Note: this is extremely hard for most people to do – it takes both discipline and attention to detail, because we’d much rather just do the damn thing than write it down. This type of process and system work usually takes a left brain thinker to translate.

Kelly, Show me How This Works:

Let’s say new clients to your membership program submit their profile through the site you use. And you’re noticing several complaints that it takes 3 or 5 days to get approved. Should you switch sites? Hire someone to monitor the requests? Enter them automatically upon payment?

No matter how many solutions you come up with you’re not ready to implement yet.

First ask, what is the process? Who gets notified when someone joins your site and needs approval?

Maybe those emails are going to a team member who is long gone. Maybe the emails go to someone but get filtered into a folder and never read. Maybe the team member is just a slacker and needs to understand why this approval process is critical to happy clients.

If you don’t understand your current system and where the breakdown is happening, how can you expect to solve the problem?

Now, once you’ve located the breakdown and patched it up what do you do? Probably go back to work or to put out another “fire” that needs your attention.

That’s normal but it also ensures that you’re going to go through this entire song and dance again. Whether in a month or year, it’ll come up again.

Instead you need to document the baseline process. This can be as simple as a word doc or you can put it in your project management system (I love Backpack for these Standard Operating Procedures).
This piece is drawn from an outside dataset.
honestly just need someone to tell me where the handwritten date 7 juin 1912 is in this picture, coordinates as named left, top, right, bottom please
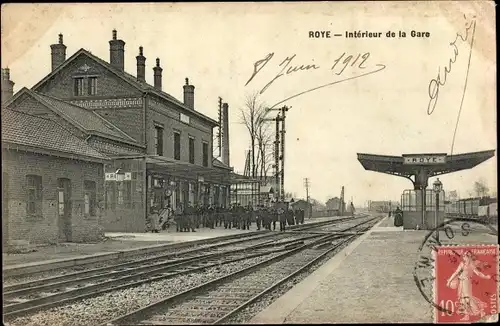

Then, the next time you find something has broken down you have a frame of reference.

1) Client joins membership program
2) Client gets welcome email with instructions for forum sign up
3) Client signs up
4) Team member gets notification email
5) Team member checks emails daily against orders
6) Team member approves paid clients into forum

Great, there’s a very simple process. Maybe in time you’ll have that team member do screen shots of the forum management area and write out instructions for checking the online orders.

How an operations manager improves this system

In addition to ensuring that the process is clearly spelled out and the resources are available (like the team member approving clients having access to the orders and forum), an operations team will also track these numbers for you. On a weekly or monthly basis they can tell you that of the 40 new members, 35 joined the forum. The operations manager can track this so if it falls to 5 out of 50 new members in a month joining the forum, you can clearly see a systems breakdown.

By seeing the system and understanding how it works, your operations manager can identify problems before they become apparent through complaining clients. By recognizing who on the team is responsible for each moving part and monitoring the system as a whole, the operations manager can help you innovate each part of your business so you’re never left thinking,

“I guess it’s going okay; no one has complained. Yet.”

Of course these systems also give you an overview of who is responsible so if the Team Member in charge of approving new members into the forum is sick with dysentery, then you can easily cross train another team member to provide coverage.

It all comes down to two basic principles:

You can’t automate what isn’t systematized
Start by writing down what you do

If you’re ready to put this into action in your business answer these questions:

what would I be overjoyed to give up doing in my business?
what things this week absolutely drove me crazy?
if I could pay someone to handle one thing what would it be?